Court documents obtained by the Associated Press show Governor Jerry Brown will not seek to appeal a September court ruling in support of Proposition 57, meaning that the 2016 ballot measure weakening the Three Strikes Law can soon take effect. As many as 4,000 non-violent prisoners will be eligible for release under the new regulations, which the state will begin crafting in January, the AP reports.
“There is no question that the voters who approved Proposition 57 intended [inmates] serving Three Strikes indeterminate sentences to be eligible for early parole consideration,” the appeals court ruled last month, according to the Los Angeles Times.
“This is a really big decision,” says Michael Romano, director of Three Strikes and Justice Advocacy Projects at Stanford Law School, which drafted the initial proposition and sued the state for its Three Strikes rule. The group had expected a much longer fight—the culmination of years of litigation against the country’s most aggressive third-strike sentencing policy.

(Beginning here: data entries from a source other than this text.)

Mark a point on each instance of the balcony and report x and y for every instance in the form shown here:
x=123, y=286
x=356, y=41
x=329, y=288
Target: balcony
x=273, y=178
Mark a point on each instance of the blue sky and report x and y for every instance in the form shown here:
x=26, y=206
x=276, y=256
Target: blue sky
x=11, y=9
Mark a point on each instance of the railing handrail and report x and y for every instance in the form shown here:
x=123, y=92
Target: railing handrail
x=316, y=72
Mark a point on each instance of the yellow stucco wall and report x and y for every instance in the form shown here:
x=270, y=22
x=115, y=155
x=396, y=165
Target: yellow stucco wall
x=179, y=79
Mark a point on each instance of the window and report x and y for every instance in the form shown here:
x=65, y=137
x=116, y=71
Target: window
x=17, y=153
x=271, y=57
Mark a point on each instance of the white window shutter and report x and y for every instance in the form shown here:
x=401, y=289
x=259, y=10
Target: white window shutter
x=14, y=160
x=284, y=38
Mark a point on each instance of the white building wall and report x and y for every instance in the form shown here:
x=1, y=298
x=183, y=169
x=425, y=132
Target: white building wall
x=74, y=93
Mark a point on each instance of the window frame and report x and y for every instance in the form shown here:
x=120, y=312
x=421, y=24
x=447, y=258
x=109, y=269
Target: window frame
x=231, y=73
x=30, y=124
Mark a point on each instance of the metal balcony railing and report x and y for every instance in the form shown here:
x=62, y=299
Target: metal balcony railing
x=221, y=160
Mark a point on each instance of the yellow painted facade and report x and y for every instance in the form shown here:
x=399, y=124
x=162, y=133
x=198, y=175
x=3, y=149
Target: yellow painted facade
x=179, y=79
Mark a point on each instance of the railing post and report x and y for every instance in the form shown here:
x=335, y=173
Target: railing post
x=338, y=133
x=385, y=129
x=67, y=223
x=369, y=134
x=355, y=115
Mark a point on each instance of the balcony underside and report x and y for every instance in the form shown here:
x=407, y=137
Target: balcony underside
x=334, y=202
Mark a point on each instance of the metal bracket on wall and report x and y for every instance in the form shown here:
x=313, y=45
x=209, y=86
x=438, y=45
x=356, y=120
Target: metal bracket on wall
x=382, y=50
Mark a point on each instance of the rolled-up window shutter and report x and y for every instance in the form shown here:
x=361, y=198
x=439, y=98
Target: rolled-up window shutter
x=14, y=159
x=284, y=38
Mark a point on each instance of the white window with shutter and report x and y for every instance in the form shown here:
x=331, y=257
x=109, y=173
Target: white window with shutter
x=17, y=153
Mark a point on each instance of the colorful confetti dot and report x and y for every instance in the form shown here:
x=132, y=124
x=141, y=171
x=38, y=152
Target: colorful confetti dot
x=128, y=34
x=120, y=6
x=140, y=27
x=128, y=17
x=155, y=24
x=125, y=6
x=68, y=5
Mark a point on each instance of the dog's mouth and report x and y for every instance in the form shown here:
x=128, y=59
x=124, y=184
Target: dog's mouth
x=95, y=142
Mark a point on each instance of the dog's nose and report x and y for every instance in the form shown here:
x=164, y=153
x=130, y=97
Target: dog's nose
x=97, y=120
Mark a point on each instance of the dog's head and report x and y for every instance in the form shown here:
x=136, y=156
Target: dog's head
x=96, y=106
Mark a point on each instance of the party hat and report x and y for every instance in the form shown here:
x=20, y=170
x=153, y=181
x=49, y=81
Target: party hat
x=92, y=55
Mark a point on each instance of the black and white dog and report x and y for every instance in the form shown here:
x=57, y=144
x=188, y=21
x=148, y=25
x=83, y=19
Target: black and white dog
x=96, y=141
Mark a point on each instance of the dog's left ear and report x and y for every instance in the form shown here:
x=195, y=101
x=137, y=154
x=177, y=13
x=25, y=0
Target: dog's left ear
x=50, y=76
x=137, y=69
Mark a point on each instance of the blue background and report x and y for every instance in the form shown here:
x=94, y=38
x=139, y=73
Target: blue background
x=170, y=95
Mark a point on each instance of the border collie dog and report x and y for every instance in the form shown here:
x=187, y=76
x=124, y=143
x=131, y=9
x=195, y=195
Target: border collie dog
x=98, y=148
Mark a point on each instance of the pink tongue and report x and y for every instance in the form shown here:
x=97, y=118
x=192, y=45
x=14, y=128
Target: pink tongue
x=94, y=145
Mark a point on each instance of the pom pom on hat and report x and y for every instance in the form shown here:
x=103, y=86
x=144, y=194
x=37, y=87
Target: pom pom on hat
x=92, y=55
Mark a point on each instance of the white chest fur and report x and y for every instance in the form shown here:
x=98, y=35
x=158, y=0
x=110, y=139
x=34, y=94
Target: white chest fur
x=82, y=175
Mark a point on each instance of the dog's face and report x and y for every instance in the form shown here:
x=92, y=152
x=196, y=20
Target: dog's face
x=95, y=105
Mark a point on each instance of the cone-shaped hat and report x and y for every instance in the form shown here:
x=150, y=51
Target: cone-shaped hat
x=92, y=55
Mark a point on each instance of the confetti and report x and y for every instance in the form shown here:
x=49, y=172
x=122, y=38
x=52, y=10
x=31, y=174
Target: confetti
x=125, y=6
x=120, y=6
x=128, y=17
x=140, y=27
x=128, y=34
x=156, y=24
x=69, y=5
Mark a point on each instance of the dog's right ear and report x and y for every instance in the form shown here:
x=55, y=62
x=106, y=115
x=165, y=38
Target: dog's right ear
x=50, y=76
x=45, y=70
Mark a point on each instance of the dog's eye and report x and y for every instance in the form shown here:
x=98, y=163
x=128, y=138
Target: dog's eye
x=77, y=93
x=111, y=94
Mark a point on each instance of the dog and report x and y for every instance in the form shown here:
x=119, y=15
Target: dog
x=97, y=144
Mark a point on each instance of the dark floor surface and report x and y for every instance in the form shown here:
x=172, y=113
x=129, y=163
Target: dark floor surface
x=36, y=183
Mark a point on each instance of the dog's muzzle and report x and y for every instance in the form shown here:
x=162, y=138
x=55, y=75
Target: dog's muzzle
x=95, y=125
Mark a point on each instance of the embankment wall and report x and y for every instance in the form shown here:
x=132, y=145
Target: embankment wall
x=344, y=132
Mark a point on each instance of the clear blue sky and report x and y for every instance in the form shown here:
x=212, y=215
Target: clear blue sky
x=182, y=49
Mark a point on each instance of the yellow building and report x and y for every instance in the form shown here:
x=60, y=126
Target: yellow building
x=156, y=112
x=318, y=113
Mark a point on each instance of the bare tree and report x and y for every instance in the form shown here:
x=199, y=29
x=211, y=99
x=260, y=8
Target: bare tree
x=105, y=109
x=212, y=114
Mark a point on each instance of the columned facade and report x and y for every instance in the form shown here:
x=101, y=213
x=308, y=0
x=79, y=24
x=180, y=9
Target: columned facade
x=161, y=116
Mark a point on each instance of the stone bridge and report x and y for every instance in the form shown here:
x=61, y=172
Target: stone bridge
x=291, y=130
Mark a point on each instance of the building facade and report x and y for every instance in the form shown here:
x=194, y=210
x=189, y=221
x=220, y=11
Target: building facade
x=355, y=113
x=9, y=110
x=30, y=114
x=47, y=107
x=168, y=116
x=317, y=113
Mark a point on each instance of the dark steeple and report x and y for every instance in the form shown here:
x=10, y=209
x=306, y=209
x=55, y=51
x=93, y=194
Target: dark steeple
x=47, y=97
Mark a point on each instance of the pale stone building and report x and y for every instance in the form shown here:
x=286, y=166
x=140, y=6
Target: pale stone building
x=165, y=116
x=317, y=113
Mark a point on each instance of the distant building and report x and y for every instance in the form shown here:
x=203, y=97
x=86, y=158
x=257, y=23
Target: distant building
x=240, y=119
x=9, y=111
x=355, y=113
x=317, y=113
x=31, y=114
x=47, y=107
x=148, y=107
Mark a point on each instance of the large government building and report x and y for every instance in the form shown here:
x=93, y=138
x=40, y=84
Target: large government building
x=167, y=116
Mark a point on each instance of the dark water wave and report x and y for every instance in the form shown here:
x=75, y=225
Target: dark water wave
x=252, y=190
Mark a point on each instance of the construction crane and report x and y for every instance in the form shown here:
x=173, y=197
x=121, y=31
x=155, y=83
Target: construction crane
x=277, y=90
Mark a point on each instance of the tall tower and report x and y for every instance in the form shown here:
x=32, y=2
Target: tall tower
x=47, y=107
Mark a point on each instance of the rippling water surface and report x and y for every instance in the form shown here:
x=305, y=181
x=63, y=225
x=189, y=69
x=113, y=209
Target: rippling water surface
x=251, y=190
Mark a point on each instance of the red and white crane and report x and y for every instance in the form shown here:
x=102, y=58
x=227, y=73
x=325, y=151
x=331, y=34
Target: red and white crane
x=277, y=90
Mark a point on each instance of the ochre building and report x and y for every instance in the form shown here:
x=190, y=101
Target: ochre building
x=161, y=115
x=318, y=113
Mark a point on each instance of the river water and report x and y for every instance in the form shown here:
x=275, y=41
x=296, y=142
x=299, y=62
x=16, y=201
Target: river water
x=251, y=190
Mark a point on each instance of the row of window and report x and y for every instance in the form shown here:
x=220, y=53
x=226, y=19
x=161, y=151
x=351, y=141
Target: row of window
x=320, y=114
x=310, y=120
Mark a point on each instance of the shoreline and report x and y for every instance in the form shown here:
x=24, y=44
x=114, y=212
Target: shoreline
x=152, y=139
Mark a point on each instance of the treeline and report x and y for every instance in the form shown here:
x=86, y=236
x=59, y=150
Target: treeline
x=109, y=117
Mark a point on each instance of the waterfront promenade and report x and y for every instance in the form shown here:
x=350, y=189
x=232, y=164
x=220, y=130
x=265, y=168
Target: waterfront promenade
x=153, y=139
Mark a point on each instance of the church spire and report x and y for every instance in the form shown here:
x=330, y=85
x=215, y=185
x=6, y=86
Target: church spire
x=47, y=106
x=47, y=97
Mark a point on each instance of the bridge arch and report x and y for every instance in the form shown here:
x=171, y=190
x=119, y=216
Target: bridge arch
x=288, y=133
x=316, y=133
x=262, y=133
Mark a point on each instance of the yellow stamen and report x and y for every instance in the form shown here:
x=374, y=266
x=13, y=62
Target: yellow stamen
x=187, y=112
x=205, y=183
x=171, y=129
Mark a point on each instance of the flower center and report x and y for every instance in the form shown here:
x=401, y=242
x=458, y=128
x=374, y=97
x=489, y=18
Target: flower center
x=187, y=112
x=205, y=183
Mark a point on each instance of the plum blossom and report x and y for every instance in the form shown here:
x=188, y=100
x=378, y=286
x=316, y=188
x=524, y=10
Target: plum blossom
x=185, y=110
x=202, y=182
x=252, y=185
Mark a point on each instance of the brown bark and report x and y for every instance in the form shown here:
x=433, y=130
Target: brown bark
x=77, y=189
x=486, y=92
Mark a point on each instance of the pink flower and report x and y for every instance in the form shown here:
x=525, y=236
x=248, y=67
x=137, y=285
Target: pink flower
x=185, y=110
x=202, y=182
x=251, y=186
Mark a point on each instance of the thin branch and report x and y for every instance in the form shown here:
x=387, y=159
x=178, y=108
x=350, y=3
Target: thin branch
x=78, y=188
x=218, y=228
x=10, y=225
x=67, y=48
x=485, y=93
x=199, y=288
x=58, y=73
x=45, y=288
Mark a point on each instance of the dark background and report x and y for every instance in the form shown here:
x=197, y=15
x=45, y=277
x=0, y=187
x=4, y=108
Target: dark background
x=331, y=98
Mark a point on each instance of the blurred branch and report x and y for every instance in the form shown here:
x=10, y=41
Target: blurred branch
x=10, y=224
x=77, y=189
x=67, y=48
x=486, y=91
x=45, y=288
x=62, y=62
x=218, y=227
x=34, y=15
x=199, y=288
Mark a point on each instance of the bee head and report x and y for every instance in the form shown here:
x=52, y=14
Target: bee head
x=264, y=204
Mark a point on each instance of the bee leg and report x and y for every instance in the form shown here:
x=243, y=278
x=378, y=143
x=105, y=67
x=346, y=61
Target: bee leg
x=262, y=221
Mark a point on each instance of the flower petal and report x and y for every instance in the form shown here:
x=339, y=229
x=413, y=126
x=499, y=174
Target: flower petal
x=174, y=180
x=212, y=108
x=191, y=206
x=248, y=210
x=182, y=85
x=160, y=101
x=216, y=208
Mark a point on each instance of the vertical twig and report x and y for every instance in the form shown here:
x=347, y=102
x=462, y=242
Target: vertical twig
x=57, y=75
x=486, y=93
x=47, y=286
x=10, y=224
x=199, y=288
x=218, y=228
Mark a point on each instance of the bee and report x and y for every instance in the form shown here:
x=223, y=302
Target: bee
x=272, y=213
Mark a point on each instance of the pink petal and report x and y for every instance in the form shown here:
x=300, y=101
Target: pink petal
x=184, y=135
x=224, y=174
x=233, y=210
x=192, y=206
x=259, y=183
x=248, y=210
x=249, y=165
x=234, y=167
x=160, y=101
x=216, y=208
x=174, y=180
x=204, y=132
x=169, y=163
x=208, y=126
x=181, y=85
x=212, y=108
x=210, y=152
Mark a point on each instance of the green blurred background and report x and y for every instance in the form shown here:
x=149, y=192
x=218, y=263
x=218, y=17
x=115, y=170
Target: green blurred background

Romano says this decision will help relieve California’s overcrowded prisons and improve public safety. Those eligible include many who committed petty crimes as minors, like one of Romano’s clients, who is serving a life sentence for shoplifting a bottle of shampoo.
“I think it’s continuing to retell the story about three strikers,” he says.
That story began in 1994, when a man with a prior conviction raped and murdered 12-year-old Polly Klaas. In response, California passed a change to its criminal sentencing law, mandating life sentences for third-time repeat offenders for both violent and non-violent crimes. Lawmakers intended the law to target serious and violent offenders, but instead, it imprisoned minority populations at disproportionate rates and contributed to costly—and unconstitutional—overcrowding. Studies after the change was implemented also showed it did nothing to reduce serious or petty crime.
Other states have similar laws, but California “was certainly the most aggressive state in the country,” Romano says. At one point, 10,000 three-strikers were serving life sentences. Over 45 percent of these were African American, according to the Three Strikes Project.
Californians launched a decade-long attempt to correct this, starting with Propositions 36, 47, and now 57, which rolled back the Three Strikes Law and sought to solve mass incarceration. The latest ruling, as well as the governor’s compliance, marks a success for advocates of criminal justice reform.
“Over the decades, California has realized that the majority of people swept up under Three Strikes are not serious and not violent, many of whom have committed really petty crimes,” Romano says. “They are disproportionately African American, they are disproportionately mentally ill, and, perhaps most surprising of all, they’re disproportionately low risk to commit a new crime if released, according to the state’s own risk evaluations. This is further acknowledgement of those truths.”